The lack of closets in new chains like Moxy, a Marriott spinoff now open in New Orleans and Tempe, Ariz., reflects research showing that guests often do not bother to unpack anymore, said Mr. Suomi, who designed the New Orleans hotel. The bureau-less rooms also demonstrate that dresser drawers are now seen as liabilities. “They’re just one more place for a guest to leave something behind and then the hotel has to send it to them.”
But there is another reason closets are becoming scarce at niche brands like Moxy, whose average room rate is $244 a night, and Vib, an ultramodern offshoot of Best Western that will open its first three locations this year in Staten Island, Chicago and Springfield, Mo.
“A room can start to feel pretty small when you put a closet and a dresser in,” said Ron Pohl, the chief operations officer and senior vice president for Best Western.
But the feeling of smallness in modern guest rooms may be less the fault of closets than of the fact that they are actually shrinking. Guest rooms that were 350 square feet five years ago at what Mr. Suomi called the big three business hotels, Regency, Hilton and Marriott, are now often 275 square feet, he said. That, too, is a response to evidence that time is mostly spent elsewhere. Guest rooms at the new boutique hotels like Moxy and Vib are even smaller, he said, averaging about 200 square feet.
That leaves little space for traditional furnishings. But it paves the way for designs like the one at Moxy, which encourages guests to manage their own spaces by hanging almost every piece of furniture on the wall, Shaker-style, and the one at Vib, which will offer platform beds so suitcases can be stowed underneath.
Among the furnishings hanging from hooks at Moxy are small tables that double as desks, Mr. Suomi said. “People still want them,” he said.
Desks will be in every Vib room, too. “We were never in support of removing desks from guest rooms,” Mr. Pohl said. “But the desk area will double with some drawer space at Vib.”
Multifunction desks — often movable tables paired with desk-height swivel chairs that a guest might put to use as a dining table — have also become standard at many flagship Marriotts, the chain that bore the brunt of customer complaints about the removal of desks from some locations a few years ago.
“What we heard from guests is that the solution we provided didn’t meet their needs,” Matthew Carroll, vice president for global brand management at Marriott Hotels and Resorts, said of the rooms that experimented with swapping traditional desks for tabletop work surfaces. “We responded very quickly. Where we’ve landed is at a place that gives guests multiple points to work within a room.”
So every Marriott guest room now has a desk, often in addition to a movable table that can accommodate a laptop. The room also has plenty of places to charge devices, should guests choose to work from their beds instead of the desk or table.
Stephani Robson, a senior lecturer at the Hotel School at Cornell University’s SC Johnson College of Business, said business travelers should expect to experience such design flaps as hotel chains try to figure out how their customers work.
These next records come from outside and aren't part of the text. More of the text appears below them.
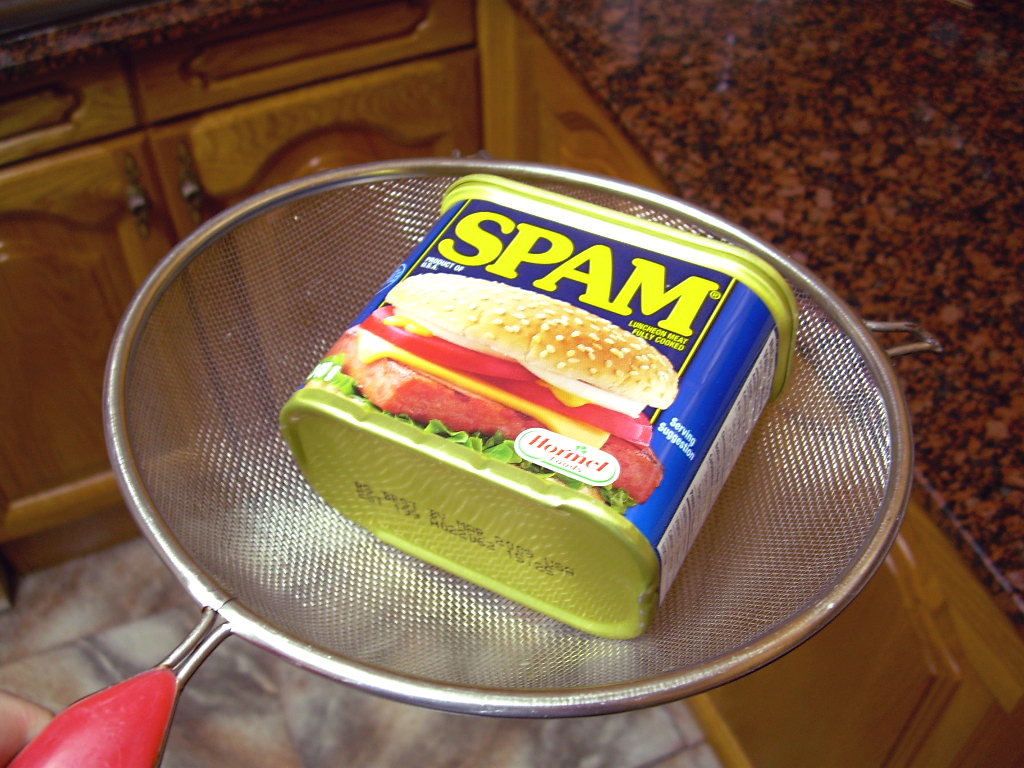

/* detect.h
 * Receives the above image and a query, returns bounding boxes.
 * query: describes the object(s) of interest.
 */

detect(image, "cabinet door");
[695,501,1024,767]
[0,133,175,543]
[700,541,961,768]
[478,1,670,192]
[0,58,137,168]
[148,49,481,237]
[132,0,474,123]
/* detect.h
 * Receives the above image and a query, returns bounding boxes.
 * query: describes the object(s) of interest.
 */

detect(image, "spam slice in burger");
[322,273,679,510]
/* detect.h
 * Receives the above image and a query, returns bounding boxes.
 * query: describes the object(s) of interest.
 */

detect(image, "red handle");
[10,668,178,768]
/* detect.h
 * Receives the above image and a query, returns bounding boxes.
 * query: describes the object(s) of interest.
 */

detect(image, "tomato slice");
[495,378,653,445]
[361,307,534,381]
[355,306,654,446]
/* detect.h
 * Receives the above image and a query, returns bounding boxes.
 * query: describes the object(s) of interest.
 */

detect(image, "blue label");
[362,199,733,376]
[625,286,774,545]
[360,196,776,553]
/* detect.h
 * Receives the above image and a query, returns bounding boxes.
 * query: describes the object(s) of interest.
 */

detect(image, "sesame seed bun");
[384,273,679,411]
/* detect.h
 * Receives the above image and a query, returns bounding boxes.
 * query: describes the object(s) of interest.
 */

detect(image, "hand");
[0,690,52,766]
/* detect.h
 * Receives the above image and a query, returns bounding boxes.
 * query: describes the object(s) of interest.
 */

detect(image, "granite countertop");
[2,0,1021,635]
[509,0,1024,631]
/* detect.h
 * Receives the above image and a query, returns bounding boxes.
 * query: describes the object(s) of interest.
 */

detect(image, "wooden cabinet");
[478,4,1024,765]
[0,133,176,551]
[691,500,1024,768]
[697,549,951,767]
[149,49,480,237]
[0,0,479,578]
[0,58,137,167]
[130,0,475,124]
[477,0,670,193]
[135,0,479,237]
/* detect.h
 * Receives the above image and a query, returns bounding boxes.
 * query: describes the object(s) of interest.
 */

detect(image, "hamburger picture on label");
[309,272,679,512]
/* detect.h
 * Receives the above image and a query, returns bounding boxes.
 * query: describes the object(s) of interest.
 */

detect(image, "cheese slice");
[539,381,590,408]
[356,329,610,448]
[386,314,595,410]
[381,314,434,337]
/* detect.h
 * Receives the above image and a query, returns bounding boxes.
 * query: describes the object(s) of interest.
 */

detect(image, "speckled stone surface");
[510,0,1024,632]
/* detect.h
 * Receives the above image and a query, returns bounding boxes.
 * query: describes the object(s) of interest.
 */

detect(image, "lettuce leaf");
[307,355,636,513]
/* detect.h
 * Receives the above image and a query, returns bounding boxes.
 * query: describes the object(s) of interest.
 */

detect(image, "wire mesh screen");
[109,161,906,712]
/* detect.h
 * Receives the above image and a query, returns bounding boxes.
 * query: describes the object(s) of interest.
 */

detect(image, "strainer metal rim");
[104,157,912,717]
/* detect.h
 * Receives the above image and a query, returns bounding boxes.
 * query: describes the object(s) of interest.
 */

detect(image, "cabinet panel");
[694,499,1024,767]
[148,49,481,236]
[0,59,137,168]
[702,542,961,768]
[478,0,669,192]
[0,133,175,540]
[132,0,475,123]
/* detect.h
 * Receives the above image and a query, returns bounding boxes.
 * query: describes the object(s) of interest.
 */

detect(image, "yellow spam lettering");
[435,211,721,337]
[356,329,610,448]
[435,211,515,266]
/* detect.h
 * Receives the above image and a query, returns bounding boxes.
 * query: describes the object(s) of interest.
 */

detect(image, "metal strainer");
[23,158,919,763]
[112,156,915,709]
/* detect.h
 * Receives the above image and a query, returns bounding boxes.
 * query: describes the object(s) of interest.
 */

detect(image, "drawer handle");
[124,154,151,239]
[177,141,206,225]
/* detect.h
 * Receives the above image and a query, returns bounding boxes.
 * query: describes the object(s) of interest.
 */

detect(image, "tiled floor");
[0,538,722,767]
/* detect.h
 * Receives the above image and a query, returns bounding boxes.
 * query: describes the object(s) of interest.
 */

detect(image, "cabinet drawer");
[147,48,481,237]
[0,59,137,167]
[132,0,475,123]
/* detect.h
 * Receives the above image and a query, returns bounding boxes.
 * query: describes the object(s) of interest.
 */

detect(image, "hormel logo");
[514,428,620,487]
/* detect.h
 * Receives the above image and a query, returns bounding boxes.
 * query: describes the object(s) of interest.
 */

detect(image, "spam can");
[280,175,797,638]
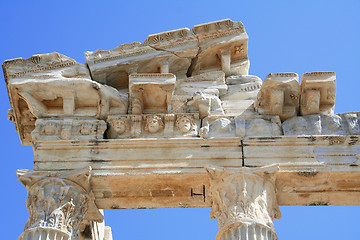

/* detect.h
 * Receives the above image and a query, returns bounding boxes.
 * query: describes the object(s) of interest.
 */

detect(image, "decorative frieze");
[206,165,281,240]
[17,167,103,240]
[31,118,107,141]
[107,113,200,138]
[200,115,282,139]
[282,112,360,136]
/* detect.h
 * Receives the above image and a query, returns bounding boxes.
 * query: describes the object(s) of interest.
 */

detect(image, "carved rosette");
[17,167,103,240]
[206,165,281,240]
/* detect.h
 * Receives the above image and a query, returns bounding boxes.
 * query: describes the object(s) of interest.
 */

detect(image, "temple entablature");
[0,17,351,153]
[4,18,360,240]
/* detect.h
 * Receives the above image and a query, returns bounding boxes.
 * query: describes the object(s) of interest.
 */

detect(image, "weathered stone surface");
[85,28,198,90]
[201,115,282,139]
[300,72,336,115]
[283,112,360,136]
[3,53,127,145]
[79,218,113,240]
[129,73,176,114]
[107,113,200,138]
[187,91,224,119]
[174,71,227,97]
[17,167,103,240]
[221,75,262,116]
[282,115,322,135]
[3,18,360,240]
[31,118,107,141]
[222,75,262,100]
[254,73,300,121]
[142,27,198,58]
[207,165,280,240]
[190,19,249,77]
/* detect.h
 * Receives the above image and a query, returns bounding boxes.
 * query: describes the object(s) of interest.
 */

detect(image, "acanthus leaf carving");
[17,167,103,240]
[206,165,281,240]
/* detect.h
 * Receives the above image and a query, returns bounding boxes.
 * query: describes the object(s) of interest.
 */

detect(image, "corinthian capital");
[17,167,103,240]
[206,165,281,240]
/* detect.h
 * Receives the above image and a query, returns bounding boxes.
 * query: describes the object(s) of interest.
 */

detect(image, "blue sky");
[1,1,360,239]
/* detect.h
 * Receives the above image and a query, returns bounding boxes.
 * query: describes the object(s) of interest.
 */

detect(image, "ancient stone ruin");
[3,19,360,240]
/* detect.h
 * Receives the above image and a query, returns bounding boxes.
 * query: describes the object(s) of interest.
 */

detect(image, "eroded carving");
[144,115,164,134]
[129,73,176,114]
[300,72,336,115]
[282,113,360,136]
[206,166,281,240]
[254,73,300,121]
[190,19,249,76]
[187,91,224,119]
[107,113,200,138]
[31,119,107,141]
[201,115,282,139]
[175,115,198,136]
[17,167,103,240]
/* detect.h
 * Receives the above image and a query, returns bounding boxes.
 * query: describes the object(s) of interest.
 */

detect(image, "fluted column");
[17,167,103,240]
[206,165,281,240]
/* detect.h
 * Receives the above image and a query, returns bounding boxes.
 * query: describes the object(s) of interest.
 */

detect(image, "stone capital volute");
[206,165,281,240]
[17,167,103,240]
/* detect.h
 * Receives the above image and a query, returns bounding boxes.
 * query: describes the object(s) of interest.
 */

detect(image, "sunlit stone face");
[113,119,127,134]
[43,122,57,135]
[146,116,163,133]
[177,116,192,133]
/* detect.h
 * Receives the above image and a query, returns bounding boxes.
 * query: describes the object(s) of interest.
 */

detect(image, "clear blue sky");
[1,1,360,239]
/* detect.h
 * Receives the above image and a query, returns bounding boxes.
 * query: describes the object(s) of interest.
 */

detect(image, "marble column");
[17,167,103,240]
[206,165,281,240]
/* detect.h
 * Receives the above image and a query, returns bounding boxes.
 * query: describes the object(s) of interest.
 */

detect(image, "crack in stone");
[148,45,190,59]
[186,32,201,77]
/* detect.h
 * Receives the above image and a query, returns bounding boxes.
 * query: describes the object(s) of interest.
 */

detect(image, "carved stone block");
[341,112,360,135]
[206,166,281,240]
[85,28,197,90]
[107,113,200,138]
[142,28,198,58]
[17,167,103,240]
[3,53,128,145]
[31,118,107,141]
[235,115,282,137]
[174,71,227,97]
[187,91,224,119]
[222,75,262,100]
[282,113,360,136]
[201,115,282,139]
[190,19,249,76]
[300,72,336,115]
[321,114,348,135]
[129,73,176,114]
[282,115,322,135]
[254,73,300,121]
“We’re going to see more tensions in the next few years, like with the desks, as hotels try to capture smaller and smaller slices of the market,” she said.
There are now more than 500 hotel brands divvying up those slices, she said. But that does not mean a brand has been dreamed up to suit business travelers of every preference and predilection.
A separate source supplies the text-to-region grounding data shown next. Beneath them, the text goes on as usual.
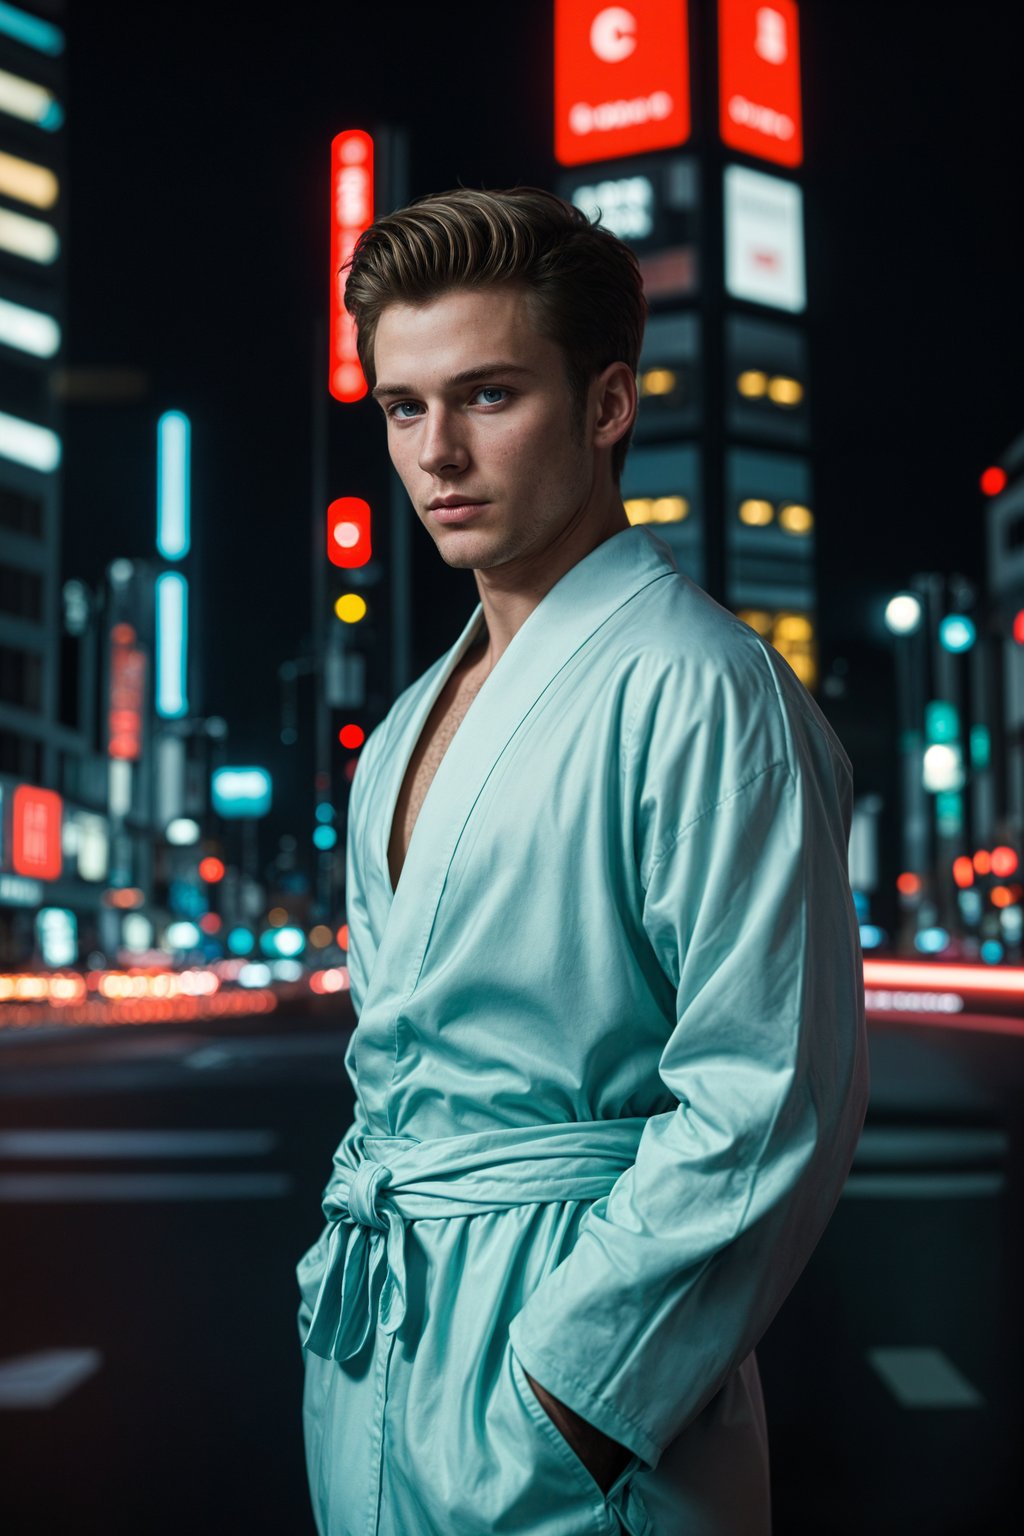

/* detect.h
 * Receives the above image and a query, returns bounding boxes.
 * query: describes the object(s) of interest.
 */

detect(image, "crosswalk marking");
[867,1347,985,1409]
[0,1349,102,1410]
[0,1171,291,1201]
[842,1172,1004,1198]
[0,1129,277,1158]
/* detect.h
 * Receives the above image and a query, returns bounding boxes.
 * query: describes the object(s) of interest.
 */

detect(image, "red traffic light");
[980,466,1007,496]
[328,497,371,568]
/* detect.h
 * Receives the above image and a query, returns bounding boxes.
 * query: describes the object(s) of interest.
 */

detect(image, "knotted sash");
[297,1117,647,1363]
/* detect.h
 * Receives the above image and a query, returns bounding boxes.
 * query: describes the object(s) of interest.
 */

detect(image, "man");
[296,186,869,1536]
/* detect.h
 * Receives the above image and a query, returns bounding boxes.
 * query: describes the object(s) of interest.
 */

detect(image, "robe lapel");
[365,525,678,1006]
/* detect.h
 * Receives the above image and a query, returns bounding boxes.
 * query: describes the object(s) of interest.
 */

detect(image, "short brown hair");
[342,185,648,483]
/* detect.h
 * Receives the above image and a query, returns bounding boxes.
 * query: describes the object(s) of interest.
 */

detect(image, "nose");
[417,404,468,477]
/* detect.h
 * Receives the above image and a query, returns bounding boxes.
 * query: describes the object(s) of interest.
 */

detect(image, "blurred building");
[0,0,72,964]
[984,436,1024,847]
[554,0,815,691]
[0,3,242,976]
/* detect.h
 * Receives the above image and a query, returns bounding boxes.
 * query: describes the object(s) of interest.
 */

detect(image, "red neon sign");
[12,785,62,881]
[329,130,374,402]
[719,0,803,168]
[107,621,146,762]
[554,1,690,166]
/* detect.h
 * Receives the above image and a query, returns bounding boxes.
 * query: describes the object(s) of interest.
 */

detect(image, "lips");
[430,502,489,523]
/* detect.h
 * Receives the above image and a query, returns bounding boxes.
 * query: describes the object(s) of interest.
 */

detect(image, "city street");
[1,1012,1021,1535]
[1,2,1022,1533]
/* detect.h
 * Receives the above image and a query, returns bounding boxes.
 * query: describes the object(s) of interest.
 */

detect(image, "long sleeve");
[508,647,870,1468]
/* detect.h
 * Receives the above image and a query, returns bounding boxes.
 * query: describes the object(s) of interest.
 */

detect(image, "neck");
[472,496,630,671]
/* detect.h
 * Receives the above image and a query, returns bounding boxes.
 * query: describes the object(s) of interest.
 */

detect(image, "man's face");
[371,285,600,574]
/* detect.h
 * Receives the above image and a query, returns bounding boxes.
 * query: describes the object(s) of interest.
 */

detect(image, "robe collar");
[369,524,680,990]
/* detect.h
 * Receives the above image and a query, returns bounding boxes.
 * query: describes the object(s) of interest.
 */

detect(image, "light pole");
[884,587,928,951]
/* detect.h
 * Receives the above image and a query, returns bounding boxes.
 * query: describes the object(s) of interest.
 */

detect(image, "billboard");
[12,785,62,881]
[724,164,805,313]
[555,1,690,166]
[719,0,803,168]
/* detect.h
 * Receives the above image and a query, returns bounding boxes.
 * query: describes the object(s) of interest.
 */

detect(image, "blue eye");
[386,386,509,419]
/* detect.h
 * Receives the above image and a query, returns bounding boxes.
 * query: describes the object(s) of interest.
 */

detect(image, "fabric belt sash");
[298,1117,647,1364]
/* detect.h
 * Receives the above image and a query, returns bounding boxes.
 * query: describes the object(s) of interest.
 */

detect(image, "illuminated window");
[737,369,768,397]
[0,65,63,129]
[778,502,813,534]
[625,496,689,525]
[736,608,772,635]
[767,374,803,406]
[0,148,58,209]
[775,613,812,641]
[0,205,58,263]
[735,607,817,690]
[639,367,678,397]
[0,294,60,356]
[738,498,773,525]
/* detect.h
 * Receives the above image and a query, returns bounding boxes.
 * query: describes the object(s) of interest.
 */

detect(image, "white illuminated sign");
[570,174,654,239]
[724,164,805,313]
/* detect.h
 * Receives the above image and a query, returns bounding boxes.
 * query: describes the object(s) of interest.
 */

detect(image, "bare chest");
[387,652,489,895]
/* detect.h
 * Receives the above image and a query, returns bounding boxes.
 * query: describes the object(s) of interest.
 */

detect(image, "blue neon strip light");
[157,410,191,559]
[0,2,64,55]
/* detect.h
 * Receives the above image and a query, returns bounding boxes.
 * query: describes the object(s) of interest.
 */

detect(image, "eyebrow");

For example, “as a middle-aged woman, I want my closet,” Dr. Robson said. Mr. Schlappig wants to be left alone rather than herded into loungelike lobby space where he is expected to both work and mingle. And Brian Kelly, an entrepreneur who travels 125 nights a year to help other travelers maximize their frequent flier and credit card points through his website the Points Guy, wants his minibar back.
“When I’m exhausted and thirsty, I don’t want to have to leave my room to go get water because there’s no minibar. That’s one of my biggest rants,” he said. (Dr. Robson confirmed that minibars are, in fact, becoming extinct. “They take up space and energy and they require a lot of labor to maintain,” she said.)
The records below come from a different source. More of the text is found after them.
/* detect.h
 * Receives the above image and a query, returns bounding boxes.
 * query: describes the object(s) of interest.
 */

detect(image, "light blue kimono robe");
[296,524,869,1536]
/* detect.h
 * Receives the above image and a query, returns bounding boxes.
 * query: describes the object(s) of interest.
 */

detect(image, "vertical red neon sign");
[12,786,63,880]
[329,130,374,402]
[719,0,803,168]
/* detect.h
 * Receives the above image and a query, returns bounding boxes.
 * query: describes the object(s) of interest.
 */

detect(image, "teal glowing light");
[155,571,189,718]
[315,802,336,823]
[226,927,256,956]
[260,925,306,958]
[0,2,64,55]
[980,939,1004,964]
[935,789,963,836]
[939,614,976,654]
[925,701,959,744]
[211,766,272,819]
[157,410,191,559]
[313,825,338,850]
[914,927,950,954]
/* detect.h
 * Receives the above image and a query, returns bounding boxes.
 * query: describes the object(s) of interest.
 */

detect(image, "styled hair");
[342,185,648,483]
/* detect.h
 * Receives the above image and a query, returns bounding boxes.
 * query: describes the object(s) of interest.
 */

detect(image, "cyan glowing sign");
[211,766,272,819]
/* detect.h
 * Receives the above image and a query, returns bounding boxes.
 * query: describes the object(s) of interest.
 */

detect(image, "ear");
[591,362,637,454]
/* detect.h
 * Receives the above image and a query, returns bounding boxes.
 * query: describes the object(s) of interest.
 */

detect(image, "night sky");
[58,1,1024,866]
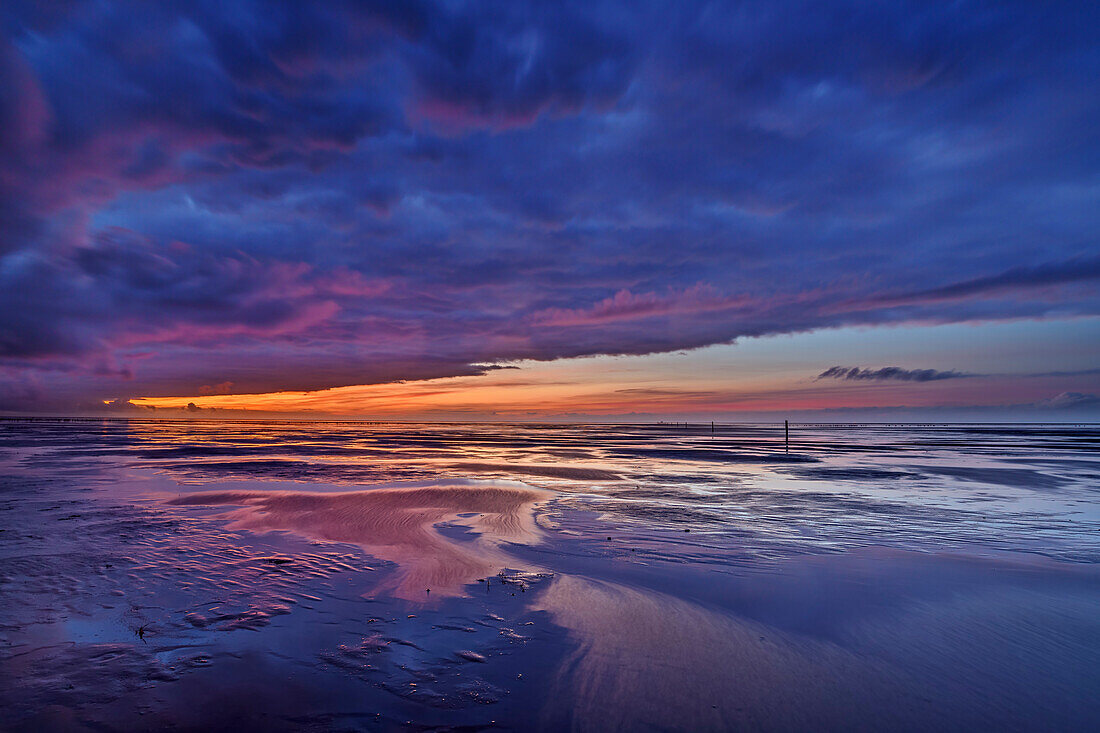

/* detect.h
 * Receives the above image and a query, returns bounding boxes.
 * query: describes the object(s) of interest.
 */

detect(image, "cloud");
[405,1,637,132]
[86,397,218,414]
[0,227,340,360]
[876,255,1100,306]
[97,398,155,412]
[199,381,234,395]
[535,285,753,326]
[817,366,977,382]
[0,1,1097,410]
[1033,392,1100,410]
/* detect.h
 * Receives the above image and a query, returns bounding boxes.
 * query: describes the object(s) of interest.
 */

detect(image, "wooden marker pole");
[785,419,789,452]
“Confusion is a good word to use right now,” Dr. Robson said. “What I think is going to happen is, there will become a different brand for every niche, and you’ll become loyal to the brand that gives you what you want, like coffee, a closet and a desk if you’re a business traveler. But right now, with all these new brands, it’s hard for the average consumer to keep them straight.”
Should Dr. Robson’s prediction prove correct, one group of travelers who might not find a brand to latch onto are older business travelers.
“I don’t know of anyone creating a new brand that’s going after older guests,” she said. “Which is kind of interesting, because arguably baby boomers have the most money to spend.”
But that niche, like Generations X and Y, may have already adapted to guest room design tweaks.
“Are there still business travelers like Willy Loman who go around with their Skyriter typewriters and their hard-shell Samsonite suitcases, wearing their hat with a feather sticking out?” Mr. Suomi asked. “I don’t think that traveler still exists.”